The oft-heard refrain “talk to your doctor …” is a joke. It is virtually impossible to reach one’s primary care doctor even if we have one. Established practitioners are leaving in droves, either for retirement or, if they have prominence, concierge practice. Curiously, the collapse of primary care medicine has received scant public attention. Unlike health insurance coverage, access to physicians is nothing to rally for or protest against.
Of equal concern is the Faustian bargain made by physicians to give up control of their practices in exchange for working fewer hours. As a result, primary care physicians are not available to see their patients with acute symptoms on nights or weekends. Even if the doctor’s office is open, “the next available appointment,” is often weeks away. Thus, a person with a fever, earache, rash, vomiting, or painful urination, or the parents of a 4-month-old with a high fever, have the choice of visiting an urgent care facility, a crowded hospital emergency room, or “waiting it out.”
Though many social, political and economic factors have contributed to the situation we find ourselves in, the overriding reason is the takeover of most components of health care, including hospitals, physician practices and pharmacies by large corporations. Medical care has been transformed from a service to be provided to a “commodity” to be “delivered.” Patients are called “consumers,” and health care workers “providers.” (I have never heard a patient refer to him or herself as a “consumer.”)
My own wonderful internist started practice 25 years ago in a small group and ended up employed by a large corporation. Decisions about his compensation were outsourced to a national firm. High marks were gained by “productivity” (volume of patients seen) and “customer satisfaction.” The latter was ascertained from the ubiquitous emailed post-visit surveys. My doctor was known by colleagues for his wealth of clinical experience and listening skills. He regularly visited his patients in nursing homes. Unsurprisingly, these attributes brought down his scores and his salary. He virtually skipped out of his office on the first day he was eligible for retirement. A host of experienced primary care physicians have followed suit.
Most hospitals and physician practices in Seattle are owned by a very few organizations: Providence-Swedish, Kaiser Permanente, Virginia Mason-Franciscan, UW Medicine and United Healthcare. Providence is one of the largest systems in the country. On May 25, 2020, The New York Times reported that the Providence system had hedge fund investments and venture capital accounts of over $12 billion, and that CEO Dr. Rod Hochman’s annual salary was more than $10 million.

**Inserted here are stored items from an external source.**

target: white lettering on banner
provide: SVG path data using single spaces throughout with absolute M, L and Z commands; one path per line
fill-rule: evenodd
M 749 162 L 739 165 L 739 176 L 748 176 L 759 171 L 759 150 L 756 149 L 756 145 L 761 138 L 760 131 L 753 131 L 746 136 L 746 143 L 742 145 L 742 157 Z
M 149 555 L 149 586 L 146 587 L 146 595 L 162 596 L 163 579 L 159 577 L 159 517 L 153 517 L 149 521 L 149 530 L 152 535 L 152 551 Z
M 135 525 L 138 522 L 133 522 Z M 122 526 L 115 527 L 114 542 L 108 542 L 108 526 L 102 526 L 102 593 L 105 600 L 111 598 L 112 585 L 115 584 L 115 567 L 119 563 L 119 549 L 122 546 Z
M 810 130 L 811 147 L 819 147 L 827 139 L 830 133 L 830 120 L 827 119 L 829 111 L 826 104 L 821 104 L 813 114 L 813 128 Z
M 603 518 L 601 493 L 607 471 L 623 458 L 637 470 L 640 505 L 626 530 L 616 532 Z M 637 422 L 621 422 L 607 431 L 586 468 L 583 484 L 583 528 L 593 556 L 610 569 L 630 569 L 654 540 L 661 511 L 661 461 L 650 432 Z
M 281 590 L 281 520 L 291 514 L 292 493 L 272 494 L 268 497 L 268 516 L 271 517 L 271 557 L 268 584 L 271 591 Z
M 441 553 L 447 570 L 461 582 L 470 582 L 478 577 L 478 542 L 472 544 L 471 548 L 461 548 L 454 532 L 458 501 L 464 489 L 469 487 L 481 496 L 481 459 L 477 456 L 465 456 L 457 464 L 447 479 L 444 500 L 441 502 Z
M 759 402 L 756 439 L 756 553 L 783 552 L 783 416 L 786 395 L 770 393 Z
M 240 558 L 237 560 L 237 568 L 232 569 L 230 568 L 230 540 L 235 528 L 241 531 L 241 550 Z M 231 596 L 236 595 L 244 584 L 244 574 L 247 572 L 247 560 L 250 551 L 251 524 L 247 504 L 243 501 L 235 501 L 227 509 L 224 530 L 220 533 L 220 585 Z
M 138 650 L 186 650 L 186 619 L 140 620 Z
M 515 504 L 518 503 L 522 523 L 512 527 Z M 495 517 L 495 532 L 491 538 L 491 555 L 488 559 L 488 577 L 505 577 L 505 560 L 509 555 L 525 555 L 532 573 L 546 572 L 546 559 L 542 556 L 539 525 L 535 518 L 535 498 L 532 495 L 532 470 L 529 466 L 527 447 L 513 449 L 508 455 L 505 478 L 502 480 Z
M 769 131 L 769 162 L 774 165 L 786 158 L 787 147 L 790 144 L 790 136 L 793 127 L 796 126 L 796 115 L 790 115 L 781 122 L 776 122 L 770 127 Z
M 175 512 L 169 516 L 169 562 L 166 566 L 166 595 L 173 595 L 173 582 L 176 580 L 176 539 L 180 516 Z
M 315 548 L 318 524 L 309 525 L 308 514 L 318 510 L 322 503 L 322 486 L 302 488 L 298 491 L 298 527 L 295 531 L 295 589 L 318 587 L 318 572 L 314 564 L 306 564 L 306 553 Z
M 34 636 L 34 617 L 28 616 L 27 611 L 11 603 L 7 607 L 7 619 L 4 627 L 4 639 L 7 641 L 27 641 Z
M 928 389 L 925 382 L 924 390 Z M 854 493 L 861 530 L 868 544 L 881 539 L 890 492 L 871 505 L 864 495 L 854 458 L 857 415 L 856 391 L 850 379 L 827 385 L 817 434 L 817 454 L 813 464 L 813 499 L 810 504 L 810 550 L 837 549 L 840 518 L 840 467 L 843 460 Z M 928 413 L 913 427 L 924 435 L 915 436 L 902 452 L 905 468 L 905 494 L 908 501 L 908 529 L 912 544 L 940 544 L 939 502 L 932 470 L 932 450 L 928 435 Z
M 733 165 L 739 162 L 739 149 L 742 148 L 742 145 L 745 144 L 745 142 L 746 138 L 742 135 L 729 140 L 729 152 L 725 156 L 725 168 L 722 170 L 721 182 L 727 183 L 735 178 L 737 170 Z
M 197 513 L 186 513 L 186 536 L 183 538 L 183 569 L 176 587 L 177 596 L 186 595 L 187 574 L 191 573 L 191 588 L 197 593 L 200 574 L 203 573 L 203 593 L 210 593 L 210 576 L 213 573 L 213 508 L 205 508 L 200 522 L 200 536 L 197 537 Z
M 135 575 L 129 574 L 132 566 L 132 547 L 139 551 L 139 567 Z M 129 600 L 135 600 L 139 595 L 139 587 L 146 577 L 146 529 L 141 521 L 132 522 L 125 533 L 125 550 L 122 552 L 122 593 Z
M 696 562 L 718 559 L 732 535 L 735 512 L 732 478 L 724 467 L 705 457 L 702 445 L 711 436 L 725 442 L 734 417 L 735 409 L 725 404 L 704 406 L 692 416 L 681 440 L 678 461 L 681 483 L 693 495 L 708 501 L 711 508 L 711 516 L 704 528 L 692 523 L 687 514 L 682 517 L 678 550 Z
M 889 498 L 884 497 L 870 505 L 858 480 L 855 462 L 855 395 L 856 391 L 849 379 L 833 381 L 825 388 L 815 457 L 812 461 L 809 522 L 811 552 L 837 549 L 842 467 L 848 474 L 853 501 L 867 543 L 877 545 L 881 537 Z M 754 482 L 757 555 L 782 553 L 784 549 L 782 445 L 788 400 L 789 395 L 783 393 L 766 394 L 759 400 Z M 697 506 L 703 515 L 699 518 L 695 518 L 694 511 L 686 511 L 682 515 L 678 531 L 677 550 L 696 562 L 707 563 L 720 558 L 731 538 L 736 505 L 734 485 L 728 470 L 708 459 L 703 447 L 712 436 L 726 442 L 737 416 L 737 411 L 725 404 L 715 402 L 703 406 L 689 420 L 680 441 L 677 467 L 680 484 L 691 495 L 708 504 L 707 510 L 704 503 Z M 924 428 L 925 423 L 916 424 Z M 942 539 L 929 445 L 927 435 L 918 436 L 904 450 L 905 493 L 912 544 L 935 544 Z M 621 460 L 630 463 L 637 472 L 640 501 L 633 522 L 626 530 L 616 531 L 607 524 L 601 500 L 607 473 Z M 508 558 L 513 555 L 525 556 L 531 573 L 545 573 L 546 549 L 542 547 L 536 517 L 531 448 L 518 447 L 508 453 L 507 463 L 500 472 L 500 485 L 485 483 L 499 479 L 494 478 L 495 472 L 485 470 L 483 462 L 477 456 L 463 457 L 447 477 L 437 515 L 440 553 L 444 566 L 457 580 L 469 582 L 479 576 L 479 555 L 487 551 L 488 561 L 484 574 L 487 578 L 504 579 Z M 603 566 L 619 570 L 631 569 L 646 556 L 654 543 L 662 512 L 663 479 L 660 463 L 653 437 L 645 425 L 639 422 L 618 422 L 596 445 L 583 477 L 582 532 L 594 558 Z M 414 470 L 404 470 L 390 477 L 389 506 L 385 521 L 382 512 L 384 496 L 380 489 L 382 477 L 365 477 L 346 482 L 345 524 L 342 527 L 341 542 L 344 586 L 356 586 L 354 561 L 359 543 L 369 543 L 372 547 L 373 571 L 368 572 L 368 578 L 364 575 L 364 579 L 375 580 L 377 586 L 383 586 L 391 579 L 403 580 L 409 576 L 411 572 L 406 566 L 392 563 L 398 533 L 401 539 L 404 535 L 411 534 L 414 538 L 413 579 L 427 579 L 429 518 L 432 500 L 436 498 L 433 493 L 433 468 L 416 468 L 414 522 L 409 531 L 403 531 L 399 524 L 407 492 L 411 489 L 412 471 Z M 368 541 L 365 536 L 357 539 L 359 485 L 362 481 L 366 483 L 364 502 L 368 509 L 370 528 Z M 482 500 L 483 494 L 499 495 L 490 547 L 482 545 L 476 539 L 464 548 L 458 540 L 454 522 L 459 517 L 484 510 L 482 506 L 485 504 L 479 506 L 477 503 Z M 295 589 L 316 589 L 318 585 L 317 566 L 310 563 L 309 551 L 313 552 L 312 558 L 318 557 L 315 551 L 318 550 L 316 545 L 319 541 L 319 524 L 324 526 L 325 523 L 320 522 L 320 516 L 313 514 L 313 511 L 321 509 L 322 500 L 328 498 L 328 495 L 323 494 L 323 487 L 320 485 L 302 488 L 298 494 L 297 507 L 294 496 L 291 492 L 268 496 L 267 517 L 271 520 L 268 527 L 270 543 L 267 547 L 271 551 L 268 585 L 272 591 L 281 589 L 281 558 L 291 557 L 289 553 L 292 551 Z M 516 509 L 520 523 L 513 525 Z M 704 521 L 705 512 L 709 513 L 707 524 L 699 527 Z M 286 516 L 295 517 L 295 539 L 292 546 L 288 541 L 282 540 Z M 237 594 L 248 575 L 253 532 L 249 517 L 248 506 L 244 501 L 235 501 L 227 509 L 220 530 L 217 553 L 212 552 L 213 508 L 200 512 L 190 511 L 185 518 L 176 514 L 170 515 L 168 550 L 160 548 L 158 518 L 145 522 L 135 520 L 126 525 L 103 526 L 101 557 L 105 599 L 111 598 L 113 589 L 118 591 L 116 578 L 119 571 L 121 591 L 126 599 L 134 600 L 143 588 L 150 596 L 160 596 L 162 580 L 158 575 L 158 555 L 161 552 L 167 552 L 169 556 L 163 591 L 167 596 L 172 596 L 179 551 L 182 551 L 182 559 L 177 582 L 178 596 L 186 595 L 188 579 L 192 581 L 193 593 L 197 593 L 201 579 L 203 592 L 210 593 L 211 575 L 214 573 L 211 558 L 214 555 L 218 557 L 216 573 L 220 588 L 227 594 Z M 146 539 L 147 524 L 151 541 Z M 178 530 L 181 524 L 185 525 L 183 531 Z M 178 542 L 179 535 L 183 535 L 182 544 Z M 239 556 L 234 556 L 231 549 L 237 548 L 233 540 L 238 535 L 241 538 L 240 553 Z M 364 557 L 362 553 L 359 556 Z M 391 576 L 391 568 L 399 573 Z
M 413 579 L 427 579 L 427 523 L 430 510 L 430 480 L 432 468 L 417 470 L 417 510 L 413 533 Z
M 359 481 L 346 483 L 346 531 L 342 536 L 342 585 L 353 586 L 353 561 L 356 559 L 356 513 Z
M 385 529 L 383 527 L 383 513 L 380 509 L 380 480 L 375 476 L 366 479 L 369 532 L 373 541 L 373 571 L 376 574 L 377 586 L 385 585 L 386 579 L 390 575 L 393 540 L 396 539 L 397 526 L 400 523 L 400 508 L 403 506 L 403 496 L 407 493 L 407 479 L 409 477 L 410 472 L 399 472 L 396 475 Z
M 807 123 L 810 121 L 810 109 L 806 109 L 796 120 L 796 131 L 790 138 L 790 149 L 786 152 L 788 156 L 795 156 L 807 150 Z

Are primary care medical services going to improve? No, they will continue to get worse. First, because the seriousness of the problem is not appreciated by the public or political leaders. And second, because similar to the atmosphere that existed in the “robber-baron” era of the late 1800s, there are no constraints inhibiting the health corporations from earning profits by curtailing access. Primary care physicians will not return to “taking calls” on nights and weekends. Concierge practices, which offer patients a personal physician on retainer, will continue to proliferate. And boutique hospital wings, catering to the same “consumers,” will surely emerge.
There are several measures that might bring some relief:
∙ Greatly increasing the number of nurses at all levels, such as nurse practitioners with prescribing authority, registered nurses in a variety of specialized areas, and nursing assistants who can function in hospitals, clinics, nursing homes and in public health care. For this to occur, the pay of nurses must be substantially improved. In addition, health and educational institutions, especially community colleges, must partner to facilitate clinical training.
∙ Deploying more National Health Service Corps (NHSC) physicians. The Corps, created in 1972 by legislation sponsored by the late Sen. Warren Magnuson, assigns primary care doctors to practice in “underserved” rural and urban areas sites. The inducement in addition to idealism? Practitioners who make a two-year commitment can get their student loan debts erased. And medical students who make a similar commitment can get their educational expenses covered.
It will be interesting to behold how Americans respond when we recognize that our traditional system of providing personal health services has collapsed.